Achieving Enterprise Data Awareness is a natural maturity progression within the governance domain. At this stage, companies rightly see Data Governance and Information Governance as a large metadata puzzle. Governance implementations can be defined as a series of business rules (metadata) using terms such as system of record, subject area, Data Owners, and Data Stewards. Projects typically involve the collection of these business rules where (it?) lies hidden in a spreadsheet or other metadata repository. There are no short cuts (think metadata tools) to gaining awareness of your data. Solving the metadata puzzle will greatly enhance the ability of Data and Information Governance to capture business value, empower IT, and reduce organizational risk.
Operating with awareness is a hallmark of the Lean Thinking discipline. This takes us back to our days of working with manufacturing clients who had no clue about what was stored where. Our engagements were focused on the data aspects of ERP systems as the clients moved toward Lean Manufacturing in the hope of survival in a changing world. In past columns, we have discussed the art of materials management on the factory floor and how the same principles directly apply to data inventory. The goal in all cases is to have high confidence in the inventory, including classification, availability, quality, ownership, and use.
The concept of Lean Manufacturing is decades old, but is still in its infancy as it relates to Enterprise Data Management. The path to enlightenment starts with answering basic questions on data landscape, including:
- What is the governance relationship between a business and their data?
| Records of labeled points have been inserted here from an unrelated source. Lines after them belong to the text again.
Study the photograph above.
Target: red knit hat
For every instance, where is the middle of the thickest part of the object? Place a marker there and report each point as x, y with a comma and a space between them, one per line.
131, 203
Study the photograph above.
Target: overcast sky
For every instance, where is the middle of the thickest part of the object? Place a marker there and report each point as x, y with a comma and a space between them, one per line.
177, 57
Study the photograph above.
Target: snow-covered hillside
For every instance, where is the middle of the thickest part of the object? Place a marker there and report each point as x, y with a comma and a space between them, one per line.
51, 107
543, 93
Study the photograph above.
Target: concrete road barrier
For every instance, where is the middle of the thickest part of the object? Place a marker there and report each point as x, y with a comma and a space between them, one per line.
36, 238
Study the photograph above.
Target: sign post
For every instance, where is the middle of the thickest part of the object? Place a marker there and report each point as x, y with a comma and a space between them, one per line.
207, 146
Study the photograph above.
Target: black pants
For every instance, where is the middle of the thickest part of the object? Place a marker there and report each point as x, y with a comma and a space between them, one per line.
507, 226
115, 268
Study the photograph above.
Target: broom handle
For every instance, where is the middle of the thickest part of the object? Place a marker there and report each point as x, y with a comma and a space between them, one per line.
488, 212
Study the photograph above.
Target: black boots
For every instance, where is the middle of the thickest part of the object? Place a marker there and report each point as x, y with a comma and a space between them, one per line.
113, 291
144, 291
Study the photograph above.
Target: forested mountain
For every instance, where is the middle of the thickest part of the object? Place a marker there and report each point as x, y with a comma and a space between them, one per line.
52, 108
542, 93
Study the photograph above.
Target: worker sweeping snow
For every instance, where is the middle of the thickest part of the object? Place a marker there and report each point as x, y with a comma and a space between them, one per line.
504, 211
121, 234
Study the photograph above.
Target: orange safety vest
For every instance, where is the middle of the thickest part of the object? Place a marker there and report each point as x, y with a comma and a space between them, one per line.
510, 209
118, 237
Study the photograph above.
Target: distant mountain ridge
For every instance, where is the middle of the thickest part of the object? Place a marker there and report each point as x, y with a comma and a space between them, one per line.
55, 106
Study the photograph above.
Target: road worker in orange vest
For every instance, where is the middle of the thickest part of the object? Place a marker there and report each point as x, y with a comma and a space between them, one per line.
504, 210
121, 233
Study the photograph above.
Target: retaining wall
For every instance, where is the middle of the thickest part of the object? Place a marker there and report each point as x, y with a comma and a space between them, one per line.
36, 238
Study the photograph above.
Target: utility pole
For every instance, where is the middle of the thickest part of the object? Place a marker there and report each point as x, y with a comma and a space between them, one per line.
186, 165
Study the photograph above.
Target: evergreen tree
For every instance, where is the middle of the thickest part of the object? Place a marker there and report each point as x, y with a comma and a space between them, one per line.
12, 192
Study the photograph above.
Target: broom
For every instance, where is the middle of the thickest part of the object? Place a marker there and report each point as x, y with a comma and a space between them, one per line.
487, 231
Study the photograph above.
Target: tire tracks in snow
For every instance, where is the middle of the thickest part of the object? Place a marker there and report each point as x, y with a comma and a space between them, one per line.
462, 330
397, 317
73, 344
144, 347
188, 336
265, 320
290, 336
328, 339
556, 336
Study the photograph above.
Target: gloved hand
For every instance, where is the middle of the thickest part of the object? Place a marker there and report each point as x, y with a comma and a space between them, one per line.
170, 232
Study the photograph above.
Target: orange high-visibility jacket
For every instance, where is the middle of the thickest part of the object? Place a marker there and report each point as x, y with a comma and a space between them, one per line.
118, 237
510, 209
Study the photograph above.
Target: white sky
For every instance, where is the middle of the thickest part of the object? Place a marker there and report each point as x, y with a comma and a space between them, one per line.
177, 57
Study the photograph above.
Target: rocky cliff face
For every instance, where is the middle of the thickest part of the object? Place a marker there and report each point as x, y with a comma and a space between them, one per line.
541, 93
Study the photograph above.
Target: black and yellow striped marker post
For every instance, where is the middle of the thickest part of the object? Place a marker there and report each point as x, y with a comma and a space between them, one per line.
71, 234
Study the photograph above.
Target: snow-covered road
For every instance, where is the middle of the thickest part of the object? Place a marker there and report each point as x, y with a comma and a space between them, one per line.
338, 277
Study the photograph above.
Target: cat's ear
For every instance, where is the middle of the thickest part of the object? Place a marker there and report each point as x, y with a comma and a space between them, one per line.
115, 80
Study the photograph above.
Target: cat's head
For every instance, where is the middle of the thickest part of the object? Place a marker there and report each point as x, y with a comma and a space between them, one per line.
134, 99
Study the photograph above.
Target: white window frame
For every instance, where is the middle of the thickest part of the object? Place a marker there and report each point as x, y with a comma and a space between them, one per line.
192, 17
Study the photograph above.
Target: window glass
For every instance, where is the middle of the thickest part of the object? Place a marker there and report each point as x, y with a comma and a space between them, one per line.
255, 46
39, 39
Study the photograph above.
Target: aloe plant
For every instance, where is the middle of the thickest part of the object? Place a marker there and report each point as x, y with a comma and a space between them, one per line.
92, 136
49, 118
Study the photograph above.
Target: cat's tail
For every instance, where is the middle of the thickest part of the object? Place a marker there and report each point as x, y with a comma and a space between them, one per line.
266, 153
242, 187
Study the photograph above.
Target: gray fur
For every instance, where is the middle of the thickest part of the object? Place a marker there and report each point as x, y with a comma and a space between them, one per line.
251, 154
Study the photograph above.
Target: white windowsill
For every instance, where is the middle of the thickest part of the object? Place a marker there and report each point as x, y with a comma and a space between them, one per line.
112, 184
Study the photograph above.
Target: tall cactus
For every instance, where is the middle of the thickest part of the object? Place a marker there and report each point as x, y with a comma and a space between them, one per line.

- Can you differentiate between your critical data lineage and the technical noise?
- Within the stewardship model, which department is accountable for key data?
- Where is all confidential data stored, and who has access to it?
- What is the relationship between structured and unstructured data?
- Why haven’t our governance tools delivered their promised results?
At Meta Governance, we utilize an Awareness Matrix which offers a visualization of the relationship between business and their data. This matrix is simply the intersection between a subject area of data (domain), an organization unit, and a governance role. To help organizations adapt to changing business needs this intersection is defined as metadata in a database. In previous columns we have discussed the power of this Awareness Matrix as it applied to Enterprise Risk Management and Operations.
Registered Governance Stakeholders is the next term in our arsenal to enable Enterprise Data Awareness. Any of the various governance roles such as owner and consumer of a subject area of data would be considered a stakeholder. Registration initially occurs when the department acknowledges their dependency on the data. Registration is finalized when there is an intersection in the database of this class of governance metadata. Mature governance implementations treat this registration as a formal process, something built into the corporate culture. This creates a lasting covenant between the owners and consumers of data.
Years ago, Data Sharing agreements were the norm. This was an outstanding idea to cement the relationship between producers and consumers of data. A formal contract included employee performance goals and targets. But alas, these controls were doomed to fail often because of the dynamic relationships in business that are impossible to track in a spreadsheet or procedure. Despite high expectations that these contracts would form the basis for an effective Data Governance communication plan expectations were rarely met.
The value of failure is what we can learn from it. Researching the experience of these Data Sharing agreements has led to insights into key aspects of data awareness. These folks were on the right path, but their implementation failed to leverage the power of metadata and relational database technology. Today, this technology creates the Awareness Matrix. The discipline of registering stakeholders creates a framework for an effective communication plan driven by metadata to target notification. Like any social media blitz, various forms of AI can be leveraged to really hone your message to reach specific stakeholder interests.
The last major component of awareness deals with data quality. Think minimum quality standards, the critical measurement in Lean Manufacturing which we now apply to data quality. The minimum quality is defined in the eyes of the consumer. Consumers in this case being Data Scientists, Risk Managers, and even External Auditors or Regulators. These people will help you set the minimum quality standards for your organization. Striving for a level of data quality that exceeds the minimum standards just consumes vast amounts of time, resources, and money. The Pareto effect, or the 80/20 rule, is alive and well in the world of Lean Thinking.
Imagine a world where awareness of the current state of data quality that is dynamically distributed to your Registered Governance Stakeholders is based on their actual business needs and quality expectations. This level of governance metadata integration is key to getting more from your hidden data assets, improving response time and accountability, and reducing operational risk. These are real results to be gained through Enterprise Data Awareness. In the next column, we will expand on integration data quality standards and approaches under the umbrella of Lean Governance.